In Shakespeare’s King Lear animal imagery reaches its most complete development. Shakespeare is digging a little deeper here than in any other play as to the philosophy of the theme. In Lear a greater number of important tragic characters sink below the level of beasts than in any other play, and Shakespeare is conscious of the beast idea as they degenerate.
In the very beginning of the play the beastly power and authority of Lear as a king is expressed through his words, “come not between the dragon and his wrath”. Shakespeare uses various tools to build up Goneril and Regan’s character, but animal imagery and extended metaphors are the most effective in portraying Goneril and Regan’s consuming greed for power. The Fool is the first to use animal imagery to describe these two savage sisters. “For you know, nuncle, the hedge-sparrow fed the cuckoo so long, that it had its head bit off by it young. So out went the candle, and we were left darkling”. This comparison of Goneril to a cuckoo suggests that like the hedge-sparrow who had to rear the young cuckoo chick, Lear has brought up Goneril and she is the ungrateful cuckoo killing the one that raised her. This creates a strong visual image in our minds of a monstrous inhuman woman, who turns on her Own parent to prey on him Shakespeare continues to build on this characterisation of Goneril, likening her to a sea- monster “Ingratitude, thou marble-hearted fiend, more hideous, when thou showst thee in a child than the sea-monster.” This brings to mind connotations of a stealthy watery Loch Ness monster, re- enforcing Goneril’s “marble” heart and unfeeling nature. Lear goes on to compare her to other predatory animals, saying “Detested kite, thou liest!” and declaring a final curse on her, that she might have a childless womb, he says “how sharper than a serpent’s tooth it is to have a thankless child!” This quick succession of vivid animal images creates layer upon layer of a wild savage collage, portraying Goneril as a greedy ruthless woman.

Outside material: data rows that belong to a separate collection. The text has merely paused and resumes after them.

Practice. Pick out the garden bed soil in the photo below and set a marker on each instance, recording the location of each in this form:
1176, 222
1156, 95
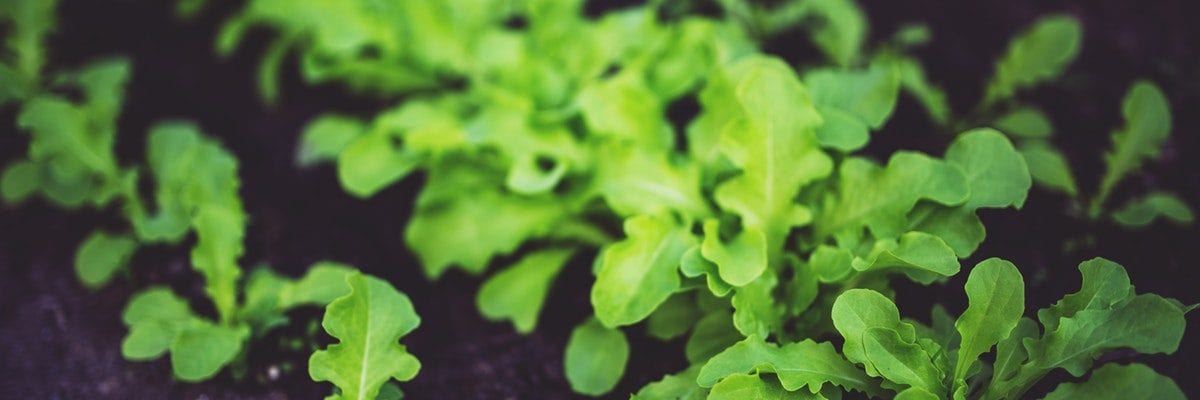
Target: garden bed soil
59, 340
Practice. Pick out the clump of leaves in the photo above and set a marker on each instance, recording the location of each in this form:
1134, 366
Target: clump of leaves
1039, 55
754, 210
885, 353
369, 321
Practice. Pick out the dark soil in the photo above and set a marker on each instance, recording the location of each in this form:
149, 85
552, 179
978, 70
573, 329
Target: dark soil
58, 340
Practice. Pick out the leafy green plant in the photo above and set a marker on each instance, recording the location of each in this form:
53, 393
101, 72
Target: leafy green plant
369, 321
885, 353
1041, 54
71, 162
755, 210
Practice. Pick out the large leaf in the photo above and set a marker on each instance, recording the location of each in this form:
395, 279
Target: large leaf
995, 303
1147, 125
641, 272
774, 144
797, 365
367, 323
1115, 381
519, 291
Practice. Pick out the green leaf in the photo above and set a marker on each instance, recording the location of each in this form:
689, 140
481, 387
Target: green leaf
774, 145
595, 358
997, 178
517, 292
756, 311
1143, 212
1011, 351
19, 181
641, 272
879, 198
1147, 118
1147, 324
995, 303
694, 264
751, 387
922, 256
367, 323
996, 173
1049, 168
673, 317
901, 360
637, 180
1105, 285
851, 102
201, 351
1025, 123
101, 255
623, 107
858, 310
804, 364
449, 228
931, 97
219, 244
370, 162
324, 282
713, 333
325, 137
844, 31
1115, 381
831, 263
741, 260
673, 387
1038, 54
154, 316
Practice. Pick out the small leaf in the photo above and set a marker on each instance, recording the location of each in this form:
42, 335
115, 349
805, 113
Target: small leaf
595, 358
922, 256
641, 272
1147, 118
101, 255
901, 362
1025, 123
325, 137
367, 323
713, 333
738, 261
805, 364
199, 351
1049, 168
370, 162
1143, 212
19, 181
995, 303
1115, 381
1038, 54
751, 387
673, 317
858, 310
517, 292
673, 387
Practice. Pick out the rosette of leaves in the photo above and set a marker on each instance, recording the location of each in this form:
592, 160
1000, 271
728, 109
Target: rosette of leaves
1038, 55
745, 222
886, 356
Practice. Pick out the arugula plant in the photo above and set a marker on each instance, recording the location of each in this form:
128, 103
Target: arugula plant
749, 220
71, 162
21, 65
1041, 54
883, 353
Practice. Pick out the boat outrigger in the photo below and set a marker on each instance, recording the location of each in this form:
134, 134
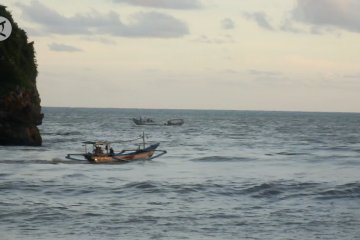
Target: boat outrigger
102, 152
150, 121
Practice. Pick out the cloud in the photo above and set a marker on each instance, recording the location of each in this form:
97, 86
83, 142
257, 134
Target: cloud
262, 73
222, 39
260, 18
336, 13
227, 23
153, 24
63, 48
169, 4
143, 24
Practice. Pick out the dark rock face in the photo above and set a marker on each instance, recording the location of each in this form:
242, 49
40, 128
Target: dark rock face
20, 110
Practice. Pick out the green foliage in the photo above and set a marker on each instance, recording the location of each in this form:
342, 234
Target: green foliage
17, 59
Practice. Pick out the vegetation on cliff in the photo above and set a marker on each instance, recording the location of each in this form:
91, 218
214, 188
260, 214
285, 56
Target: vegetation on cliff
17, 59
20, 110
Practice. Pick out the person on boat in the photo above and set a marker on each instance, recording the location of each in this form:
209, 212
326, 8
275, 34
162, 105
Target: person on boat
112, 152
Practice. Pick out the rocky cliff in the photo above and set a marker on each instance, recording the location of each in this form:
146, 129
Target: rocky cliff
20, 110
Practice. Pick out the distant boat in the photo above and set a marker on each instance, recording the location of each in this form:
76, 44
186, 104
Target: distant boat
102, 152
144, 121
149, 121
175, 122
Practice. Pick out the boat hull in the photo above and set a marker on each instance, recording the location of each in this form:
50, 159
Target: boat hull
124, 156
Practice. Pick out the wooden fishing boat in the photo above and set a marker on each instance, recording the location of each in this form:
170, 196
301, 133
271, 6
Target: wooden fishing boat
149, 121
102, 152
144, 121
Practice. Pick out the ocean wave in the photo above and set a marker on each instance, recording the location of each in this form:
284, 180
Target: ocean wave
221, 159
349, 190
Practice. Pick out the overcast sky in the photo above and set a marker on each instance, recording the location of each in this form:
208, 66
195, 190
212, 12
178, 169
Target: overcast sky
299, 55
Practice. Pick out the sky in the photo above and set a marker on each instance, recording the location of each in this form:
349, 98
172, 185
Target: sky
279, 55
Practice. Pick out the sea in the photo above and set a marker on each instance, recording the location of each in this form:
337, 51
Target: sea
226, 175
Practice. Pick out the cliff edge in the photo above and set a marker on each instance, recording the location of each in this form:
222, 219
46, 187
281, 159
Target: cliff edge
20, 110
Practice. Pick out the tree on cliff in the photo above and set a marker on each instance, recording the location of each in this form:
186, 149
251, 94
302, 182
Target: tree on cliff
20, 110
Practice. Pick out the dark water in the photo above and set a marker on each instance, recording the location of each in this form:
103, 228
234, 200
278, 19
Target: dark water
227, 175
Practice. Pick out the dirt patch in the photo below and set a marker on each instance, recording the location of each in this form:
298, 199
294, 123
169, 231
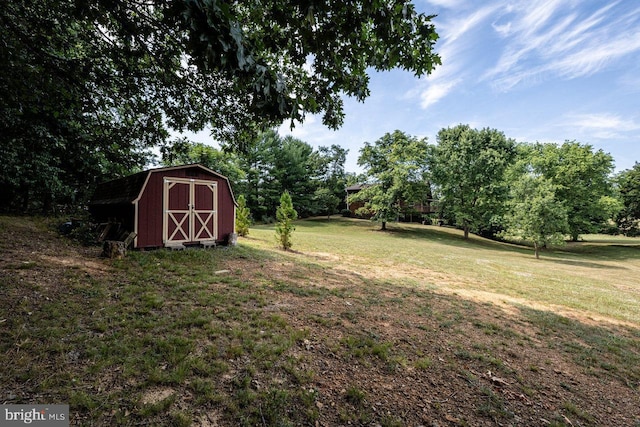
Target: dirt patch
376, 350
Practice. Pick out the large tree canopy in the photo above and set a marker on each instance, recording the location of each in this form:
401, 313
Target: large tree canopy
95, 83
468, 168
629, 186
582, 180
397, 171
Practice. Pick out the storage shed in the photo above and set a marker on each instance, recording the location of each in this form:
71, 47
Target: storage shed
168, 207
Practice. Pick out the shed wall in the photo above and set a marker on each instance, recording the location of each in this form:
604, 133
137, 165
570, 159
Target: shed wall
150, 207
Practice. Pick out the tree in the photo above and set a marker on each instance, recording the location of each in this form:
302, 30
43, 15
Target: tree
327, 201
285, 215
330, 177
92, 86
467, 167
628, 219
582, 178
243, 217
395, 165
534, 214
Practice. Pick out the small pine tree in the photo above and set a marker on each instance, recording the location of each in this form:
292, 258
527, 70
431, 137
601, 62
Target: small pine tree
285, 215
243, 217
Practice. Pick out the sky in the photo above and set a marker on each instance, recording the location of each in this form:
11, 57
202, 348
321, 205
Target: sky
537, 70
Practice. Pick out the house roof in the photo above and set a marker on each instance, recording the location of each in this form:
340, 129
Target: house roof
129, 188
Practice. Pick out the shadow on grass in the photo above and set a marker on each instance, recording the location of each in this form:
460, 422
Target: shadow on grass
589, 253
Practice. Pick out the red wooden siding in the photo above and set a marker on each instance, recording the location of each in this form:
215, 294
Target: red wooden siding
143, 211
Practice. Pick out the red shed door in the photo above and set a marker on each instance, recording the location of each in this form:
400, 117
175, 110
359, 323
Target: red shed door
190, 211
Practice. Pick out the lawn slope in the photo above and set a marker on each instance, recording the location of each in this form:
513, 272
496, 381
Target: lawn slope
410, 327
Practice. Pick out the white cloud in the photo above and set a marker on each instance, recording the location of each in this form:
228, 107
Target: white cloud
447, 4
457, 39
602, 121
436, 91
554, 38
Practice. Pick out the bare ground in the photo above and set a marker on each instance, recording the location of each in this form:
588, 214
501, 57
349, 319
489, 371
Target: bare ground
375, 353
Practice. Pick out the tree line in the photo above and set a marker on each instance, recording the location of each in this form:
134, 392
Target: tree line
488, 184
89, 89
271, 165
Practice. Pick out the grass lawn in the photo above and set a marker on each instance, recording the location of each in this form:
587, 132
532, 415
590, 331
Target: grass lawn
598, 277
413, 326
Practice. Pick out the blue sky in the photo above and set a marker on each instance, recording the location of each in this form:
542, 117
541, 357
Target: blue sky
547, 70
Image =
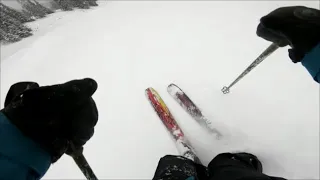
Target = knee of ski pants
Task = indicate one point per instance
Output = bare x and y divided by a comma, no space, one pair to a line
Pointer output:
179,167
223,167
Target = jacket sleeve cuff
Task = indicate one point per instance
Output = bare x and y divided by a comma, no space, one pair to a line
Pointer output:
311,62
21,149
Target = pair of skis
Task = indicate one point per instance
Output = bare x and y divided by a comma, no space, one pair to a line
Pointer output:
184,147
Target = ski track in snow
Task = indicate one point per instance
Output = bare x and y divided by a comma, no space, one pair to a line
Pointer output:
200,46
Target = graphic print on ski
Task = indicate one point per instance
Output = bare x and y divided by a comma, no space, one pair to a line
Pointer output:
183,146
188,105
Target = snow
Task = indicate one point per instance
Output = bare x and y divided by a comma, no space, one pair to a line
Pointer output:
201,46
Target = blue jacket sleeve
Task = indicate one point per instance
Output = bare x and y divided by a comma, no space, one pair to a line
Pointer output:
311,62
20,157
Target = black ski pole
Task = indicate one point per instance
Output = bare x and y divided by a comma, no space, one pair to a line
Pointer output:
82,163
263,56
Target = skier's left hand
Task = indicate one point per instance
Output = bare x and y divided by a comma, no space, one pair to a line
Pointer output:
179,168
61,118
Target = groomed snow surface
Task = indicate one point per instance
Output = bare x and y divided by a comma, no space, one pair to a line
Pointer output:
127,46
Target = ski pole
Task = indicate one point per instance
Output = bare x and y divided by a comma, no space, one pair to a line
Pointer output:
82,163
263,56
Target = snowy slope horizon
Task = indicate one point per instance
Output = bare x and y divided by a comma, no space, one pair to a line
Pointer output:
201,46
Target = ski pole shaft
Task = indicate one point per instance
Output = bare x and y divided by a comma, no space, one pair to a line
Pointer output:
82,163
84,167
263,56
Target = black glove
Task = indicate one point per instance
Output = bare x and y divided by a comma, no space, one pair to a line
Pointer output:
179,168
296,26
61,118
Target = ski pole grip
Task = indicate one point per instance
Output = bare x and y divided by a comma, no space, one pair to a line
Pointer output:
225,90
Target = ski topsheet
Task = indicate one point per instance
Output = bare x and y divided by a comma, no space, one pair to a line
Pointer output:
189,106
183,146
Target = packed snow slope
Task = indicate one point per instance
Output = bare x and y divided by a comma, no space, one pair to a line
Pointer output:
201,46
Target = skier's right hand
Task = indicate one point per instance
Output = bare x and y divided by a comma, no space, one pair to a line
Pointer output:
60,118
296,26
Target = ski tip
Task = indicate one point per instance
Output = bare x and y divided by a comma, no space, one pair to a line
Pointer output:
172,84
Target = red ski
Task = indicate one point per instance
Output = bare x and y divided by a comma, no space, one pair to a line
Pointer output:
184,147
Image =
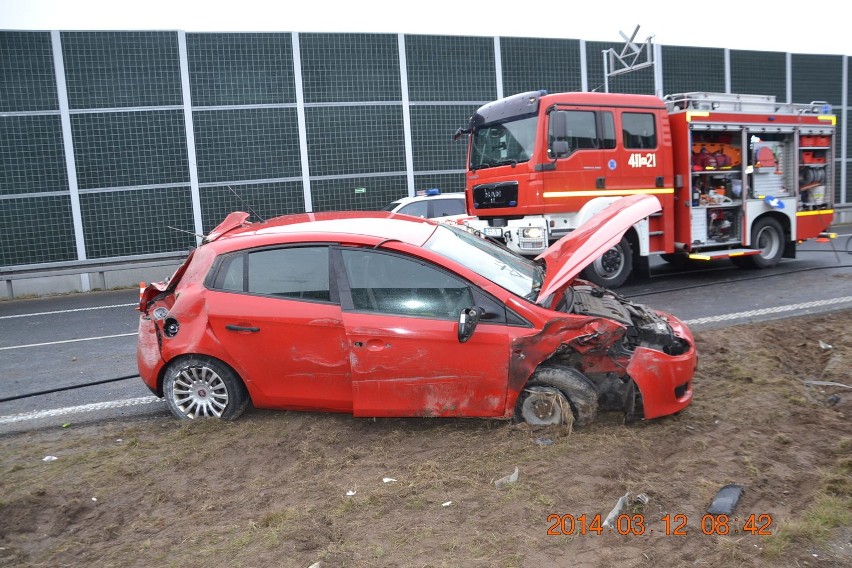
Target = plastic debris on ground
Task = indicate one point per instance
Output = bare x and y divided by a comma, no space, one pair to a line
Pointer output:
511,478
726,499
609,522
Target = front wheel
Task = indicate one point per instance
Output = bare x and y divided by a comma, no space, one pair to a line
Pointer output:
201,387
552,393
613,267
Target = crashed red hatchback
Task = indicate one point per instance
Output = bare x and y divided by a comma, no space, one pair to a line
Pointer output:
381,314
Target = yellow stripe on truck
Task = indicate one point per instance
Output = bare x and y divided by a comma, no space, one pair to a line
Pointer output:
609,192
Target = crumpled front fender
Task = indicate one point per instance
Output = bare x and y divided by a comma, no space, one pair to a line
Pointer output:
664,381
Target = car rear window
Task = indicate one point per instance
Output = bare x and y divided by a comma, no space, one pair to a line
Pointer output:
298,273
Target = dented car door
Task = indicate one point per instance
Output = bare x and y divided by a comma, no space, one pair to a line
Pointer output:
401,320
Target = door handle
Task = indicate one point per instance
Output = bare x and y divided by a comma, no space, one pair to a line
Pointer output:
231,327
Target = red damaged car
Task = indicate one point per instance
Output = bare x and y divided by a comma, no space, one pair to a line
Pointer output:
381,314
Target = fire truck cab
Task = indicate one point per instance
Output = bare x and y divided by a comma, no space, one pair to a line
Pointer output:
738,176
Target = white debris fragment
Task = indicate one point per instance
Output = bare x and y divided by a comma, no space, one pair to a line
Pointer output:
511,478
613,515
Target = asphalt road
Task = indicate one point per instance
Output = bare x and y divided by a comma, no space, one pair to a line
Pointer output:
63,343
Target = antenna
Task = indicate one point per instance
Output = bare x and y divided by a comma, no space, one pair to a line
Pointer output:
185,231
246,205
630,58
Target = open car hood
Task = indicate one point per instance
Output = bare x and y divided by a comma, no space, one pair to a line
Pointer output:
565,258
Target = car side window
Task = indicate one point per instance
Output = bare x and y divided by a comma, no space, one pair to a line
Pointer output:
391,284
297,273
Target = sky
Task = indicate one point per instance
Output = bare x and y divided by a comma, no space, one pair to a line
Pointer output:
749,25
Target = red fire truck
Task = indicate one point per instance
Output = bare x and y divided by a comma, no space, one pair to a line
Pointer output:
738,176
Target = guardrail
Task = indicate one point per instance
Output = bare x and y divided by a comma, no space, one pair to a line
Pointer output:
99,274
96,271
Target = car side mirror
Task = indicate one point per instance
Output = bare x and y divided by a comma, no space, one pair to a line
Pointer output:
468,318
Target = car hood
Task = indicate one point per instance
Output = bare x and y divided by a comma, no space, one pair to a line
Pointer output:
565,258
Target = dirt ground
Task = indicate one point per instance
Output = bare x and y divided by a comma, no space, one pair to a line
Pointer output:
295,489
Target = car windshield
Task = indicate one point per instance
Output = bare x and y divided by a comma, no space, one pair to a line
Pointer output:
506,269
503,143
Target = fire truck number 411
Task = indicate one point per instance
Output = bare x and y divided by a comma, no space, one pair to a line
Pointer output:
637,160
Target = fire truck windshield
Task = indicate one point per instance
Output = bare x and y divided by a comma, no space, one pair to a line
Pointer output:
505,143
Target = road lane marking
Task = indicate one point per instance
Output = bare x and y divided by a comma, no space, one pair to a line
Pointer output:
38,414
68,341
766,311
68,311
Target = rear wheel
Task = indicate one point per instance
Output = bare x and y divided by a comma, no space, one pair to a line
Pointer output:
552,392
612,269
768,236
201,387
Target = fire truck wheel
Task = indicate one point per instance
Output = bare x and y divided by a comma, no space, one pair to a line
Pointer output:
768,236
554,390
612,269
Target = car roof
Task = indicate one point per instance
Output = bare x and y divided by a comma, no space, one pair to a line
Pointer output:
359,226
407,200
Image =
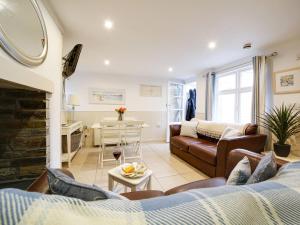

Although Goneril and Regan are very similar in their greed for absolute power and authority, Regan also has a sadistic twist to her nature and there are a number of animal images that are related to Regan, painting a frightening picture of “a thousand with red burning spirits come hizzing upon ’em” and “rash boarish fangs”, eventually, these “monsters of the deep” who are “tigers not daughters” turn against each other when they both lust over the same man.
In this section there are many references to animals as Edgar describes himself. “Hog in sloth” means he is as lazy as a pig since “Sloth” is one of the seven deadly sins, which stands for laziness. He also calls himself a fox, which is known for being clever. “Wolf in greediness” is likely referencing how wolves will often attack weaker or wounded animals in a herd opposed to the stronger ones. “Lion in prey” further suggests nature is opposite than the way it should be going. Since lions are often the ones attacking prey, nature must be opposite if lions are being prey. Edgar is likely referencing the way Edmund will get his inheritance, and how that is opposite of nature.
In Shakespeare’s King Lear the heath, ‘unaccommodated man’ comes very close to the animal world – the wolf and owl, the cub-drawn bear, the lion and the belly-pinched wolf. Poor Tom brings with him the lower and more repulsive animals. Man no longer uses the animals – “thou owst the worm no silk, the beast no hide, the sheep no wool”. Man himself seems no more than an animal. His behaviour suggests this – he is likened either to the monsters of the deep that prey on each other, or to a “poor, bare, forked animal”. Tom has been “hog in sloth, fox in stealth, wolf in greediness…” (Act III, iv).
To conclude, the animal imagery in Shakespeare’s King Lear leave two strong impressions. The primary one is that humanity seems to be reverting to a bestial condition. Secondly, there is a close association between the animal images and the suggestion of bodily pain, horror and suffering. Hence these beast images are very important for the grave understanding of the play.